れはまた尚だ木綿の黒紋付の羽織に垢づいた袷で、以前の通り堅くるしい態《なり》をしてゐた。
 由三は何がなし冷い手で胸を撫でられるやうな心地《こゝち》がした。
 綾さんには男の兄弟といふがなかツた。妹が両人あツて、次の妹はお兼と謂ツて、姉にも優ツて美しかツた。もう十六になツたといふ。其は近頃印刷局に通ツてゐるとのことであツたが、末ツ子のお芳といふのは、大した駄々ツ子で、九ツにもなツて尚だ母親の膝の上に乗ツて、萎びかゝツた乳をさぐッてゐるといふ風であツた。母親は氣の好い人で、開《あ》けひろげた胸を芳坊にいじらせながら、早口にクド/\と貧乏話を始めた。そして由三が家を探しに來たことをいふと、綾さんと兩人《ふたり》で、那處《あすこ》は何うの此處は何うと、恰で親族の者が引越して來るとでもいふやうな騒をする。父は一切沒交渉で、其の話が始まるとプイと立ツて縁側に出て、鶯に遣る餌を摺ツてゐた。
 結局綾さんが案内に立ツて、近所の空家《あきや》を探すことになツた。そして適當な家を目付けて、其を借りることになツたが、敷金家賃其の他一切の話合《はなしあひ》は都《すべ》て綾さんが取仕切《とりしき》ツて、由三は只其の後《あと》について挨拶するだけであツた。で由三は、餘りに綾さんの世馴《よな》れた所置振り、何んとも謂はれぬ一種の不快を感じた。其でも左《と》に右《かく》話が定《きま》ツて、由三の一家は直《すぐ》に其の家へ引越した。して其の當座、兩人はこツそり[#「こツそり」に傍点]其處らを夜歩きしたり、また何彼《なにか》と用にかこつけて彼方《あツち》此方《こツち》と歩き廻ツて、芝居にも二三度入ツた。其は然し、二月ばかりの間で、兩人の関係は何時とはなく疎々《うと/\》しくなツた。其でも綾さんは毎日のやうにやツ[#「やツ」に傍点]て來て、母や妹と一ツきりづゝ話して歸ツた。何うかすると工場の歸りだとか謂ツて、鉛筆の心《しん》の粉《こな》で手を眞ツ黒にしながら、其を自慢にしてゐるやうなこともあツた。兩手共荒れて皹《ひゞ》[#「皹」は底本では「暉」]の切たやうになツて、そしてカサ/\してゐた。言《ことば》にしろ姿にしろ其の通で、何んでもあけすけ[#「あけすけ」に傍点]にさらけ出して、世帯の苦しいことが口に付いてゐた。
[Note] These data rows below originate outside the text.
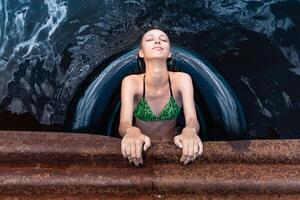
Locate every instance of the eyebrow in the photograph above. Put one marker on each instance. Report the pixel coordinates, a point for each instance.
(152, 35)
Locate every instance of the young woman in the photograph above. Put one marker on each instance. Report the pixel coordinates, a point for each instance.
(155, 98)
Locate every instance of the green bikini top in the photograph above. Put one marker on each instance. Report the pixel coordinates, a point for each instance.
(143, 112)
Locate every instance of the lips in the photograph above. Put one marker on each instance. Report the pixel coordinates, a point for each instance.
(158, 48)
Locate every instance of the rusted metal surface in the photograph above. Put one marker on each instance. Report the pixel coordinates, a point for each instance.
(66, 165)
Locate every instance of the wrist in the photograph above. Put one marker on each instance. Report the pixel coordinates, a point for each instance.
(190, 129)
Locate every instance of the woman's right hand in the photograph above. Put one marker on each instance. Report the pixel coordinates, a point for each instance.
(132, 144)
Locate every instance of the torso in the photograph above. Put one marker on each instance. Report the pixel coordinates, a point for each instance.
(158, 130)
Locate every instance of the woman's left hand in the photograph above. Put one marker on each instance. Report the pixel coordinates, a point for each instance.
(190, 143)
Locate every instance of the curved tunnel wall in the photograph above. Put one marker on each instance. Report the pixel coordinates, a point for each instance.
(97, 106)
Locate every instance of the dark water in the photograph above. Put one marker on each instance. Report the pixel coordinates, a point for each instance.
(47, 48)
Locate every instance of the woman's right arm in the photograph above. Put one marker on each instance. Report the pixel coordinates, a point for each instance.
(126, 113)
(132, 138)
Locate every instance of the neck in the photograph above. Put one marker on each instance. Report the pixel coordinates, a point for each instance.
(156, 73)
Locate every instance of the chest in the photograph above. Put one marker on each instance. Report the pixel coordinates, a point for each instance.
(157, 100)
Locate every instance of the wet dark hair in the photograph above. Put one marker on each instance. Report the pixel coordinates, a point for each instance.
(141, 62)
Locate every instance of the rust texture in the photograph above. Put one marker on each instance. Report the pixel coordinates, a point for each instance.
(49, 165)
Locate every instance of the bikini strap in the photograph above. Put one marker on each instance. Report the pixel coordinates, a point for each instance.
(144, 86)
(145, 89)
(170, 85)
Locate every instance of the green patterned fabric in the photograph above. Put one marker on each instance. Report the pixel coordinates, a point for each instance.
(144, 112)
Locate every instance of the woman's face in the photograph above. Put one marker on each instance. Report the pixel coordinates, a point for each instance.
(155, 44)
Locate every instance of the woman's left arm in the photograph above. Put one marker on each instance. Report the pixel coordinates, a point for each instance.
(188, 140)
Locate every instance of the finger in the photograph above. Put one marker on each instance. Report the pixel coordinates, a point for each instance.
(200, 148)
(185, 151)
(128, 152)
(139, 152)
(190, 152)
(177, 141)
(196, 151)
(123, 150)
(147, 143)
(133, 153)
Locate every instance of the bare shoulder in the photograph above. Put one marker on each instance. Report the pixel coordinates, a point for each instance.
(181, 77)
(131, 80)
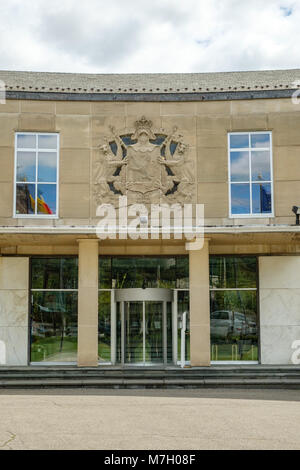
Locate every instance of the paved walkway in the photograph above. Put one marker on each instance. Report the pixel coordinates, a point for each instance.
(150, 419)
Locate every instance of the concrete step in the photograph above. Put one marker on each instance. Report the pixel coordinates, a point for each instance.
(257, 376)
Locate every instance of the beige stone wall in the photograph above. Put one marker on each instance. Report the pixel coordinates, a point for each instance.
(279, 297)
(204, 126)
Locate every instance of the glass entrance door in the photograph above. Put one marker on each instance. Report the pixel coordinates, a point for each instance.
(144, 326)
(144, 332)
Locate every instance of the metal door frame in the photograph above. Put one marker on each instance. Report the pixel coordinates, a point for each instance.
(145, 295)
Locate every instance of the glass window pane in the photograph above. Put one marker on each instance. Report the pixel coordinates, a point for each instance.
(183, 304)
(239, 141)
(46, 202)
(261, 168)
(261, 198)
(234, 326)
(182, 272)
(47, 167)
(240, 199)
(26, 141)
(143, 272)
(239, 166)
(47, 142)
(26, 165)
(260, 140)
(54, 273)
(228, 272)
(104, 333)
(25, 199)
(54, 327)
(105, 272)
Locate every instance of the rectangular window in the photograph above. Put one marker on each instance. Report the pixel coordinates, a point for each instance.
(233, 308)
(250, 174)
(36, 174)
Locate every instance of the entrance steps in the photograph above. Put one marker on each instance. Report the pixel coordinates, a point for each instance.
(255, 376)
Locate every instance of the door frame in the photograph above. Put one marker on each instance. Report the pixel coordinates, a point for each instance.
(145, 295)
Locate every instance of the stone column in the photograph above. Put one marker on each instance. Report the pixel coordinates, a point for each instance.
(88, 303)
(199, 306)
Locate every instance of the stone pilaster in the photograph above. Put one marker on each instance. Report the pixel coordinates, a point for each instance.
(88, 303)
(199, 306)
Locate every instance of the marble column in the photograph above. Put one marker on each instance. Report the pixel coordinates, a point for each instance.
(88, 303)
(199, 306)
(14, 291)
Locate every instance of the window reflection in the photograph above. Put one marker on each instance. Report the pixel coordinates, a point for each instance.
(54, 327)
(25, 199)
(104, 327)
(239, 141)
(133, 272)
(240, 199)
(239, 166)
(47, 167)
(26, 166)
(233, 326)
(33, 167)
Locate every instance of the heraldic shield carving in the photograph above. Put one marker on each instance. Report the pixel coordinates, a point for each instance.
(146, 165)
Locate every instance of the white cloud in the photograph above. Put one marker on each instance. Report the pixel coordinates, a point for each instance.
(141, 36)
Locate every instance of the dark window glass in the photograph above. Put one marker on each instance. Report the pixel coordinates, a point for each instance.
(26, 167)
(183, 305)
(240, 198)
(130, 272)
(104, 272)
(25, 199)
(36, 164)
(104, 327)
(261, 169)
(234, 326)
(227, 272)
(239, 166)
(54, 273)
(239, 141)
(261, 198)
(46, 199)
(54, 327)
(260, 140)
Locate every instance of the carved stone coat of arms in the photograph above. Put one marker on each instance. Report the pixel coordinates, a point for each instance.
(146, 165)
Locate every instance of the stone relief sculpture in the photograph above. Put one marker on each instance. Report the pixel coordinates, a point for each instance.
(145, 165)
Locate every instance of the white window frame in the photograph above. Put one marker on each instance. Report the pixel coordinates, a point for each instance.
(251, 215)
(37, 134)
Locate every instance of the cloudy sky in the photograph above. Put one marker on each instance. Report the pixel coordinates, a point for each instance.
(139, 36)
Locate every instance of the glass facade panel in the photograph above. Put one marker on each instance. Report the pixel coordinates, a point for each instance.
(104, 327)
(234, 326)
(154, 332)
(233, 312)
(227, 272)
(183, 305)
(54, 273)
(54, 326)
(136, 272)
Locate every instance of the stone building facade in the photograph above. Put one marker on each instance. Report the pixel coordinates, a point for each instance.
(71, 142)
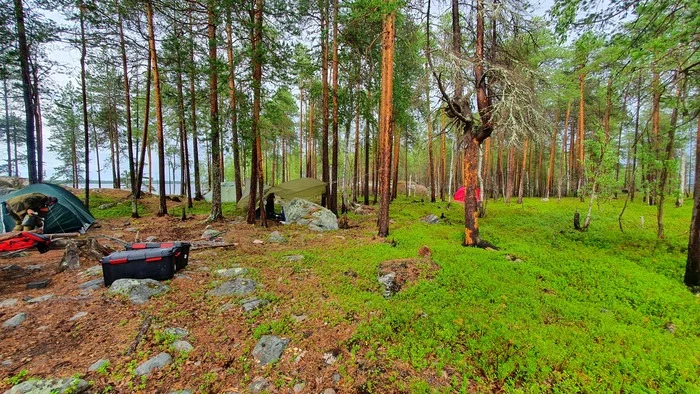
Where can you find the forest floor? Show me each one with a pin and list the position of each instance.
(554, 310)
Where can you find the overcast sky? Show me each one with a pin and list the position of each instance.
(69, 59)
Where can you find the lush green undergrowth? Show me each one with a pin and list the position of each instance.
(595, 311)
(554, 310)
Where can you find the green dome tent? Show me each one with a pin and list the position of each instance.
(68, 215)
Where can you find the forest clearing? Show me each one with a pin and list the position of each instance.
(555, 310)
(357, 196)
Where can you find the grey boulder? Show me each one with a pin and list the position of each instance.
(235, 287)
(15, 320)
(138, 290)
(154, 363)
(50, 386)
(269, 349)
(306, 213)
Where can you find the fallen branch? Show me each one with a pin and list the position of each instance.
(139, 337)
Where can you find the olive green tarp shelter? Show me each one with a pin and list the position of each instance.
(228, 192)
(304, 188)
(69, 214)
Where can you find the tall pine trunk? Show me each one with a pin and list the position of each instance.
(385, 121)
(216, 212)
(333, 197)
(234, 109)
(162, 206)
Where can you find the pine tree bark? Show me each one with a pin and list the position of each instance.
(129, 132)
(552, 155)
(7, 122)
(83, 85)
(256, 181)
(216, 212)
(162, 206)
(333, 196)
(144, 138)
(385, 121)
(692, 266)
(193, 118)
(523, 171)
(431, 174)
(234, 109)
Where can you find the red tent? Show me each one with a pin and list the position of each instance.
(459, 194)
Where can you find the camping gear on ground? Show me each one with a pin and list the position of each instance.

で臆面もなく米も借りに來れば小遣も借りに來た。此方に都合があツて、質屋の事でも相談すると、オイソレと直[#「直」は底本では「値」]に受込むで、サツサと自分で出掛けて來て呉れる、見得も外聞もあツたものでない、此方で頼むのに極の惡いやうなことでもいふと、
「何有、何處のお家《うち》だツて然うですわ。幾ら玄関を張ツてゐらしツても、此の邊のお家で質屋の帳面の無い家と謂ツたら、そりや少ないわ。」と低聲《こごえ》に謂ツて、はしやいだ笑方《わらひかた》をする。
 綾さんは近所の家の世帯を軒別に能く知抜いてゐた。そして其家《そこ》此家《こゝ》の質使をすることを平氣で吹聴した。かと思ふと茶屋女のやうな、嫌味《いやみ》に意氣がツた風をして、白粉をこツてり塗りこくツて、根津や三崎町あたりの小芝居に出てゐる役者の噂をしてホク/\してゐることもあツた。蔭沙汰では根津の下廻りの後《あと》を追駈け廻してゐるといふことも聞いた。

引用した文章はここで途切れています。